Every good history teacher (and student) knows the old adage is true: Truth is stranger than fiction. You can’t make this stuff up. Reading history introduces you to new characters and plots that the greatest novelists and moviemakers couldn’t create without readers and viewers complaining about their implausibility. Are you looking for some stories too good to be true? Try these.
You might know that Wonder Woman was one of the earliest comic book superheroes, first appearing in 1941, just a few years after Superman and Batman. However, you probably don’t know The Strange History of Wonder Woman (by Jill Lepore). Not only was Wonder Woman’s creator, William Moulton Marston, the inventor of one of the earliest lie detector tests, but he also lived in a plural marriage with two women at the same time, fathering children by both. One of his two wives was the niece of women’s health and birth control activist Margaret Sanger and enjoyed bondage in the bedroom. See some inspiration for Wonder Woman there? Wonder Woman is very much the product of the suffrage movement; Marston’s mother and grandmother were dedicated feminists. Marston’s unorthodox upbringing and family life shaped Wonder Woman into a feminist icon, decades ahead of her time.
If you’ve read other works by Erik Larson, you know that he is a master of conflating seemingly unrelated invents into masterful storytelling. Thunderstruck is no different. The main story is the story of Guglielmo Marconi and his invention of wireless telegraphy, radio. The secondary story is of a man and his wife in London and her mysterious disappearance. Either story would make a great novel or movie, but Larson deftly brings them together, making the case that the couple’s story actually proved the feasibility of Marconi’s invention.

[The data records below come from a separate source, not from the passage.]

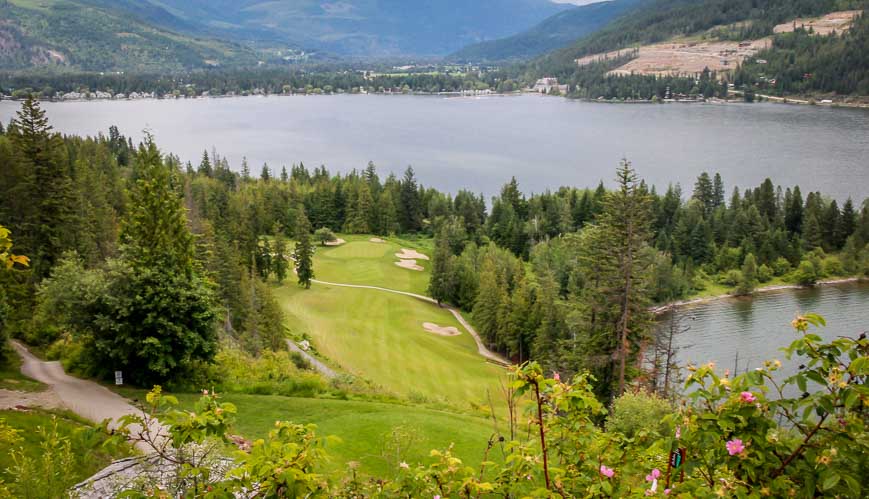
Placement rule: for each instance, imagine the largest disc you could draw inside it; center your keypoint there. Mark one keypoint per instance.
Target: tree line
(544, 276)
(566, 278)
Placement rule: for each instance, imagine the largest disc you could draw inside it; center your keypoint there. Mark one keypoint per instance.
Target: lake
(479, 143)
(757, 328)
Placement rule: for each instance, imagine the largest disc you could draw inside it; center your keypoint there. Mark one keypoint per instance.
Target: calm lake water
(757, 328)
(479, 143)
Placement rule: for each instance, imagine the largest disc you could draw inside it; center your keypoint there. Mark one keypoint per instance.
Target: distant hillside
(98, 35)
(554, 32)
(373, 28)
(661, 20)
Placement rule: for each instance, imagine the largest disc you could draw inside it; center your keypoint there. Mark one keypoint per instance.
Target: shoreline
(472, 94)
(669, 307)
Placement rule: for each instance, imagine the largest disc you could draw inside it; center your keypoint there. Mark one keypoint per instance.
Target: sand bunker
(407, 254)
(440, 330)
(409, 264)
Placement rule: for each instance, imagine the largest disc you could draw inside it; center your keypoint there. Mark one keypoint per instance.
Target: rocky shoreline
(662, 309)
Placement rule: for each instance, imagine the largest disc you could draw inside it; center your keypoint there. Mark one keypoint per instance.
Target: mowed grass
(365, 429)
(360, 261)
(380, 337)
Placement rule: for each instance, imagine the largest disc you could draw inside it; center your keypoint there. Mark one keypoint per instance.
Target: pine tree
(245, 169)
(794, 213)
(703, 192)
(441, 281)
(205, 167)
(749, 276)
(717, 191)
(155, 232)
(279, 261)
(831, 227)
(812, 235)
(626, 222)
(410, 215)
(46, 218)
(848, 222)
(304, 252)
(488, 301)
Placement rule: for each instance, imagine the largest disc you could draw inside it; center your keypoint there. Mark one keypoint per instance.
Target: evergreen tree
(704, 192)
(812, 235)
(749, 276)
(245, 169)
(279, 261)
(155, 233)
(205, 167)
(304, 252)
(831, 227)
(487, 304)
(717, 191)
(626, 222)
(848, 223)
(410, 214)
(153, 316)
(441, 281)
(794, 213)
(41, 197)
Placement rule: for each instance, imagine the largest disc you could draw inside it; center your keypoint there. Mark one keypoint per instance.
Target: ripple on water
(757, 328)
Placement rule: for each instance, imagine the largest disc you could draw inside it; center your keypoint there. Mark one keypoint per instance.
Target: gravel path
(89, 400)
(315, 362)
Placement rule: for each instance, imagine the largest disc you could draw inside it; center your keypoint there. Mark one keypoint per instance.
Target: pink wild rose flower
(735, 447)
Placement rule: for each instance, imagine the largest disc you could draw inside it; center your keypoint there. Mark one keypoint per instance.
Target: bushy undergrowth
(731, 437)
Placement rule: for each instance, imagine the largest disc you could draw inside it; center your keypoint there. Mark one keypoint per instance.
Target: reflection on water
(757, 328)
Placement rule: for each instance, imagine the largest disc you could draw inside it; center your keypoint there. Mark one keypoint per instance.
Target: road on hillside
(315, 362)
(481, 348)
(89, 400)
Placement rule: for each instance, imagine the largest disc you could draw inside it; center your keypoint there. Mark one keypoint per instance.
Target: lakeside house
(547, 85)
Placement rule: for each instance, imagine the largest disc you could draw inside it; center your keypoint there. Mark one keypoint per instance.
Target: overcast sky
(577, 2)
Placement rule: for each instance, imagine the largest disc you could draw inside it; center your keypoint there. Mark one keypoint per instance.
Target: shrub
(833, 266)
(781, 266)
(731, 278)
(634, 412)
(805, 275)
(764, 273)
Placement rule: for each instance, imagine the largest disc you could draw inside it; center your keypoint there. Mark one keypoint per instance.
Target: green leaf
(830, 481)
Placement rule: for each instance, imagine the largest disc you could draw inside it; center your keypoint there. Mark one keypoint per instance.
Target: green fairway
(365, 429)
(359, 261)
(380, 336)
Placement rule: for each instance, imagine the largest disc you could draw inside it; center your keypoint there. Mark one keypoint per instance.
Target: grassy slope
(379, 336)
(362, 262)
(364, 428)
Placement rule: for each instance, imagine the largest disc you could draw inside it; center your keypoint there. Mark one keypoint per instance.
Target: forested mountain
(664, 19)
(554, 32)
(368, 28)
(839, 57)
(101, 36)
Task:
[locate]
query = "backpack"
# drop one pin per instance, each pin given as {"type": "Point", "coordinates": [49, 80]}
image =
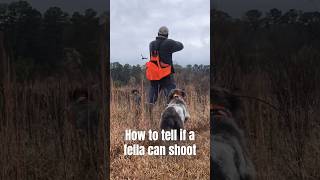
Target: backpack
{"type": "Point", "coordinates": [155, 69]}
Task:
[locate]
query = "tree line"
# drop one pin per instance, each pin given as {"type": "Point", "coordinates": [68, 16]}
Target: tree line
{"type": "Point", "coordinates": [43, 44]}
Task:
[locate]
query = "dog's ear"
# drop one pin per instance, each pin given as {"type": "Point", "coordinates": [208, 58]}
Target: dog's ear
{"type": "Point", "coordinates": [171, 94]}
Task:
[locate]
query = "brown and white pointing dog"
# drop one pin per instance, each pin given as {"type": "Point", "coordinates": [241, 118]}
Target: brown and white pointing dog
{"type": "Point", "coordinates": [176, 113]}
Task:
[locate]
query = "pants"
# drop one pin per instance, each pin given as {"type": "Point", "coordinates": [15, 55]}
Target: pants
{"type": "Point", "coordinates": [166, 83]}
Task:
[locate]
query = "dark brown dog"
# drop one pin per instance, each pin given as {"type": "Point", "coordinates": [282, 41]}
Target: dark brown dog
{"type": "Point", "coordinates": [229, 155]}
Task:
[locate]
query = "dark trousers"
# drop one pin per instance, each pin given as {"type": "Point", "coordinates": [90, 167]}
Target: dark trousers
{"type": "Point", "coordinates": [166, 83]}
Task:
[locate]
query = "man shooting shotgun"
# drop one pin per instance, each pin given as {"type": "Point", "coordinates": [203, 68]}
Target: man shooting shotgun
{"type": "Point", "coordinates": [159, 70]}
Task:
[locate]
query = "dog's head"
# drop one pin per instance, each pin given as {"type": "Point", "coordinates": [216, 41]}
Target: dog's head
{"type": "Point", "coordinates": [223, 100]}
{"type": "Point", "coordinates": [177, 94]}
{"type": "Point", "coordinates": [135, 91]}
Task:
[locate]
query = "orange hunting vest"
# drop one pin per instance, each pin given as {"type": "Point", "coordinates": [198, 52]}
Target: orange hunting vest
{"type": "Point", "coordinates": [155, 69]}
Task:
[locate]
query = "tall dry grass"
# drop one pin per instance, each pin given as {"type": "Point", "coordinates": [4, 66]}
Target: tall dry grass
{"type": "Point", "coordinates": [123, 116]}
{"type": "Point", "coordinates": [37, 136]}
{"type": "Point", "coordinates": [283, 139]}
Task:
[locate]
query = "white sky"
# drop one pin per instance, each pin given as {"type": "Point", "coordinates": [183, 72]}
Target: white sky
{"type": "Point", "coordinates": [135, 23]}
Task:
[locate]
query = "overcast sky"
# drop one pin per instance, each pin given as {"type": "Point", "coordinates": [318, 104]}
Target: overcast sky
{"type": "Point", "coordinates": [237, 8]}
{"type": "Point", "coordinates": [135, 23]}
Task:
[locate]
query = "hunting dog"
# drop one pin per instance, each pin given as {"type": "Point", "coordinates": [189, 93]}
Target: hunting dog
{"type": "Point", "coordinates": [229, 155]}
{"type": "Point", "coordinates": [176, 113]}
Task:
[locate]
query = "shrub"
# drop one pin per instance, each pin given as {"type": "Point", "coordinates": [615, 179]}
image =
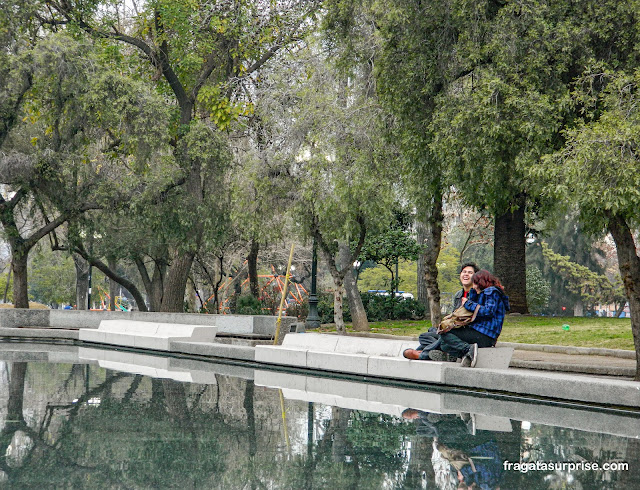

Looking for a little more science? Try Mario Livio’s Brilliant Blunders: From Darwin to Einstein - Colossal Mistakes by Great Scientists That Changed Our Understanding of Life and the Universe. Livio writes about 5 great scientists, Charles Darwin, William Thomson (Lord Kelvin), Linus Pauling, Fred Hoyle, and Albert Einstein, and their work. However, instead of focusing on their pioneering achievements, he tells the stories of their shortcomings and failures and how these flaws actually advanced science. Along the way, Livio dispels some commonly held misconceptions.